Singles from Chapter 1: Snake Oil
- "So Long" Released: April 24, 2019; "Lonely" Released: September 27, 2019; "Heartless" Released: January 31, 2020;

= Chapter 1: Snake Oil =

Chapter 1: Snake Oil is the second studio album by American DJ and musician Diplo, released under his country music alias Thomas Wesley. The album was released through Mad Decent and Columbia Records on May 29, 2020. It features collaborations by Orville Peck, Cam, Morgan Wallen, the Jonas Brothers, Thomas Rhett, Young Thug, Blanco Brown, Noah Cyrus, Julia Michaels, Clever, Zac Brown, Danielle Bradbery, Ben Burgess, Lil Nas X, and Billy Ray Cyrus. The album also serves as Diplo's first solo studio album in 16 years.

== Background ==
Diplo (born Thomas Wesley Pentz) grew up in Florida listening to both country music and hip-hop in equal measure. He has described watching Rap City on BET and CMT back-to-back after school and being “as obsessed with Tim McGraw and Alan Jackson as I was with Wu-Tang [Clan] and Dr. Dre.” The project under his real name was conceived as a way to explore country music from an outsider’s perspective while retaining his electronic production style.

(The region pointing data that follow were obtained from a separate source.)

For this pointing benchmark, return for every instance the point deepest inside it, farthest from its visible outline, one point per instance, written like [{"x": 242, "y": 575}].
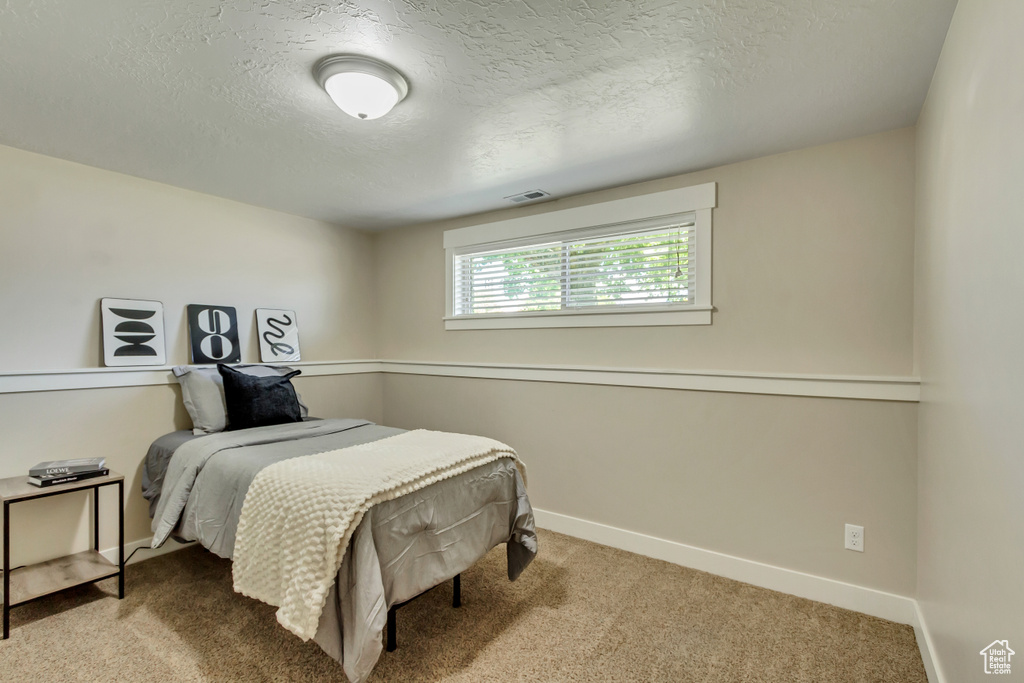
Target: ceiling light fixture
[{"x": 361, "y": 87}]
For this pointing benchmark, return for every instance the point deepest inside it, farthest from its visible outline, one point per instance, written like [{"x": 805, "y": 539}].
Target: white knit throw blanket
[{"x": 300, "y": 513}]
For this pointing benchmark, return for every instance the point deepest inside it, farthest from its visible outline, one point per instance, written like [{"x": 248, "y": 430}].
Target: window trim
[{"x": 698, "y": 200}]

In a later interview, Diplo admitted he “didn’t really know what [he] was doing” with the project at the time, but felt country was a genre that “could really do without my help.” He had been writing songs that leaned toward country while working in dance and pop, and the Thomas Wesley alias became a vehicle to release them. The album’s title references the historical “snake oil” salesmen of the American West, reflecting a self-aware approach to genre experimentation.

The project’s public origins trace back to Diplo’s 2019 Stagecoach Festival appearance, where he performed a Late Night dance set and debuted his remix of Lil Nas X and Billy Ray Cyrus’s “Old Town Road.” That remix and the surrounding cultural moment around “yeehaw” aesthetics helped open the door for the full album.

== Release and promotion ==
Diplo announced the album and its full track listing on April 20, 2020, via social media, with the caption “my kind of country will unite us all.” The project was positioned as the first chapter in a series under the Thomas Wesley name.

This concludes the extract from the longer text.